Sprecher der Flüchtlingscommunity aus Zella-Mehlis erheben schwere Vorwürfe gegen die Ausländerbehörde in Meiningen, für die psychische Zerstörung und den Tod des Flüchtlings verantwortlich zu sein. Seitens der Behörde gibt man sich hingegen überzeugt, Ruslan Yatskevich sei nicht wegen der angedrohten Abschiebung geflohen. Uwe Kirchner, Sprecher vom Landratsamt Schmalkalden-Meiningen, will mit allen Auskünften zum Tod des Flüchtlings, der am 15. Juni 2000 nach Deutschland gekommen war, nur mit dem Hinweis »in Zusammenarbeit mit dem zuständigen Fachdienst« zitiert werden. Und so hört sich das stressige und traurige Leben des Flüchtlings aus Perspektive des Amtes an: Seit acht Jahren hatte er eine Duldung. Er habe sich in ständiger ärztlicher Behandlung befunden, wegen Alkoholabhängigkeit auch mehrfach im Fachkrankenhaus für Psychiatrie und Neurologie in Hildburghausen. Seit der Ablehnung seines Asylantrags 2004 und des Folgeantrags 2007 habe die Behörde ihm mit Abschiebung gedroht. Auf deren Rechtmäßigkeit habe sich auch die letzte Androhung im Schreiben vom 5.Februar 2008, etwa zwei Wochen vor seiner Flucht und seinem Tod, bezogen, teilen Kirchner und »der zuständige Fachdienst« mit.

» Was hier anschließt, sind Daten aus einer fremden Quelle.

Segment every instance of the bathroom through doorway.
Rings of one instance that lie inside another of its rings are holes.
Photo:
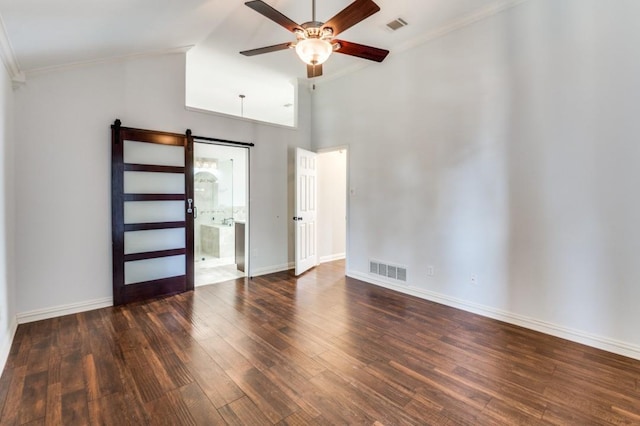
[[[195,286],[247,275],[249,149],[194,143]]]

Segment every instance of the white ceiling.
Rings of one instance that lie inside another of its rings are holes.
[[[311,0],[265,1],[298,23],[311,20]],[[428,34],[518,0],[375,1],[380,12],[339,38],[388,49],[391,56]],[[317,20],[327,21],[351,0],[316,3]],[[224,72],[224,85],[233,86],[229,90],[236,98],[243,90],[241,79],[247,87],[258,83],[269,86],[269,81],[277,80],[273,85],[277,87],[282,82],[306,78],[306,68],[293,51],[253,57],[238,53],[294,40],[287,30],[246,7],[244,0],[0,0],[0,16],[19,70],[27,75],[69,64],[193,45],[190,58]],[[396,32],[388,30],[385,24],[398,17],[409,25]],[[365,65],[376,63],[334,54],[320,78]],[[209,71],[200,74],[210,75]]]

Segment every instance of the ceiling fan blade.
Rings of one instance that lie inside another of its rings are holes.
[[[372,0],[356,0],[342,9],[336,16],[329,19],[322,28],[333,29],[333,35],[337,36],[360,21],[367,19],[380,10],[380,7]]]
[[[335,52],[357,56],[358,58],[364,58],[370,61],[382,62],[389,54],[388,50],[379,49],[377,47],[365,46],[364,44],[352,43],[344,40],[334,39],[333,41],[340,44],[340,47],[338,47]]]
[[[322,64],[307,65],[307,78],[320,77],[322,75]]]
[[[287,18],[282,13],[278,12],[261,0],[248,1],[245,3],[245,5],[249,6],[259,14],[271,19],[276,24],[282,25],[291,32],[294,32],[296,29],[302,30],[300,25],[296,24],[291,19]]]
[[[260,47],[258,49],[251,49],[251,50],[244,50],[240,52],[240,54],[244,56],[262,55],[263,53],[277,52],[278,50],[286,50],[290,48],[292,44],[293,43],[291,42],[274,44],[273,46]]]

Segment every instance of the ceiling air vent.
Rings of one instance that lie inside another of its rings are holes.
[[[405,21],[402,18],[397,18],[397,19],[394,19],[393,21],[389,22],[387,24],[387,27],[391,31],[396,31],[396,30],[399,30],[400,28],[405,27],[407,25],[408,25],[407,21]]]

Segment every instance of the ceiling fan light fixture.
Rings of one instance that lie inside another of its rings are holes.
[[[320,65],[324,63],[333,52],[333,46],[327,40],[320,38],[307,38],[298,41],[296,53],[308,65]]]

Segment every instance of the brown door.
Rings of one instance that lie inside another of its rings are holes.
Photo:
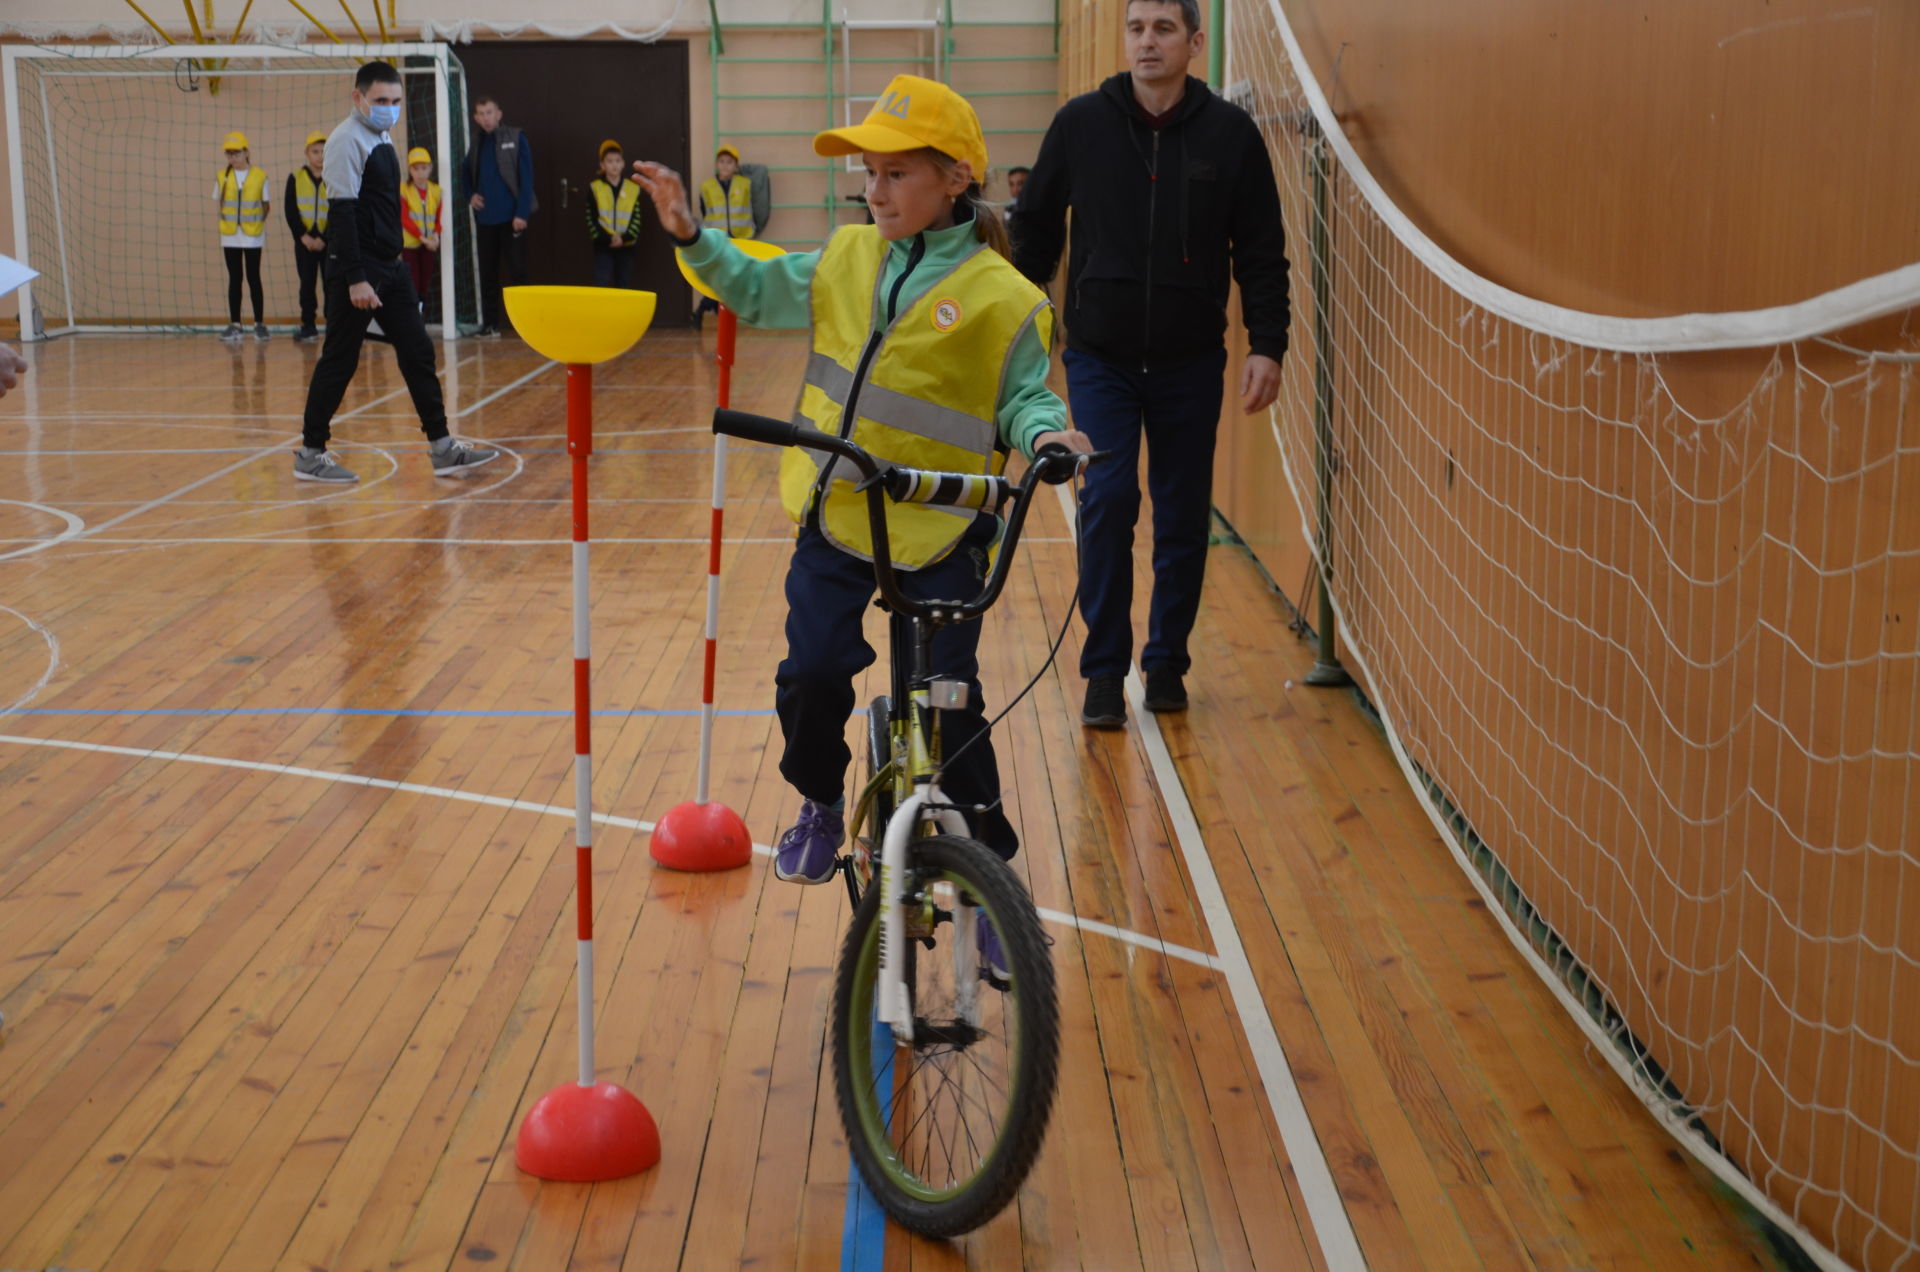
[[[600,143],[611,137],[626,148],[629,161],[657,159],[687,170],[686,42],[499,40],[463,44],[456,55],[466,68],[468,99],[493,97],[504,121],[532,143],[540,210],[527,225],[527,281],[591,284],[587,212],[593,197],[587,183],[597,170]],[[477,140],[471,115],[466,126]],[[693,294],[651,204],[633,281],[659,294],[658,325],[686,324]]]

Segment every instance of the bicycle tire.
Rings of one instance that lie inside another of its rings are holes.
[[[1009,987],[1000,991],[982,981],[976,993],[983,1021],[1009,1022],[1011,1027],[1003,1032],[1012,1036],[995,1041],[994,1033],[987,1030],[978,1039],[948,1050],[938,1049],[952,1042],[941,1034],[962,1028],[961,1017],[937,1020],[932,1027],[921,1028],[926,1020],[921,1014],[921,991],[934,987],[929,984],[930,977],[917,969],[929,965],[937,969],[947,960],[928,957],[918,948],[920,942],[909,939],[906,952],[914,957],[908,961],[908,983],[919,1036],[911,1048],[894,1042],[892,1030],[880,1026],[873,1012],[879,979],[881,889],[870,888],[847,930],[835,975],[834,1090],[854,1162],[881,1206],[910,1231],[952,1237],[978,1228],[1004,1209],[1039,1155],[1059,1076],[1059,1003],[1039,915],[1019,877],[992,850],[956,835],[917,840],[908,876],[903,886],[910,890],[909,895],[923,897],[951,885],[956,898],[977,903],[992,918],[1011,973]],[[944,926],[952,929],[950,923]],[[937,935],[942,925],[935,923],[932,930]],[[943,1056],[969,1052],[973,1053],[968,1056],[970,1069],[955,1065],[950,1070],[940,1064]],[[928,1071],[940,1077],[941,1085],[933,1088],[924,1107],[902,1094],[899,1065],[903,1057],[912,1061],[906,1073],[907,1084]],[[990,1067],[997,1068],[1000,1060],[1006,1061],[1004,1095],[989,1093],[983,1098],[976,1093],[969,1101],[962,1084],[990,1084]],[[882,1072],[876,1073],[877,1066]],[[885,1072],[887,1069],[892,1070],[891,1075]],[[955,1072],[957,1081],[952,1076]],[[883,1080],[891,1088],[884,1095]],[[938,1117],[929,1120],[949,1090],[953,1092],[953,1113],[961,1122],[954,1133],[943,1132]],[[1003,1112],[997,1122],[989,1117],[993,1134],[983,1148],[975,1135],[977,1128],[966,1122],[970,1104],[991,1115],[996,1103],[1003,1104]],[[889,1107],[896,1110],[891,1117]],[[904,1127],[893,1125],[901,1120],[901,1109],[913,1112]],[[925,1145],[917,1170],[910,1160],[916,1142]],[[963,1144],[978,1160],[971,1170],[954,1172],[953,1157]],[[926,1178],[938,1165],[931,1160],[937,1145],[947,1152],[949,1173],[958,1175],[938,1184]]]

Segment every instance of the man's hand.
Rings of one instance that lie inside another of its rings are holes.
[[[524,216],[516,216],[516,217],[514,217],[514,218],[513,218],[513,232],[514,232],[515,234],[524,234],[524,233],[526,233],[526,230],[527,230],[527,218],[526,218],[526,217],[524,217]]]
[[[372,283],[355,283],[347,288],[347,299],[353,302],[355,309],[380,308],[380,294],[373,290]]]
[[[437,252],[440,250],[440,240],[437,238],[423,238],[420,242],[429,252]]]
[[[327,240],[321,238],[317,234],[301,235],[300,244],[302,247],[305,247],[309,252],[324,252],[327,250]]]
[[[479,211],[483,211],[486,208],[487,201],[481,196],[476,194],[471,199],[467,200],[467,206],[472,208],[475,212],[479,212]]]
[[[677,239],[690,239],[699,233],[700,226],[687,206],[687,187],[679,173],[664,163],[641,159],[633,165],[633,179],[653,196],[654,211],[660,214],[660,225],[667,233]]]
[[[613,236],[613,250],[614,250],[614,251],[616,251],[616,252],[617,252],[617,251],[619,251],[619,250],[620,250],[621,248],[623,248],[623,247],[625,247],[626,245],[627,245],[627,241],[626,241],[625,239],[623,239],[623,238],[621,238],[621,237],[620,237],[620,236],[619,236],[618,234],[616,234],[616,235],[614,235],[614,236]]]
[[[1265,354],[1250,353],[1240,372],[1240,409],[1248,415],[1264,411],[1280,396],[1280,364]]]
[[[0,345],[0,397],[20,387],[20,377],[27,373],[27,360]]]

Weiterhin ist Erstaunliches zu vernehmen: Die Abschiebung des Flüchtlings habe »wegen der nur bedingten Flug- und Reisefähigkeit« jedoch gar nicht unmittelbar bevorgestanden. Und: »Dies müßte auch Herrn Yatskevich bekannt gewesen sein«. Was Fragen nach sich zieht: Hatten Behördenmitarbeiter ihm etwa gesagt, er solle das Amtsschreiben nicht so ernst nehmen? Vor allem aber: Weshalb hat die Behörde ihm dann überhaupt die Abschiebung angedroht, da er doch nicht reisefähig war? Dazu heißt es aus dem Landratsamt lapidar: Dies sei »der übliche Verfahrensablauf«.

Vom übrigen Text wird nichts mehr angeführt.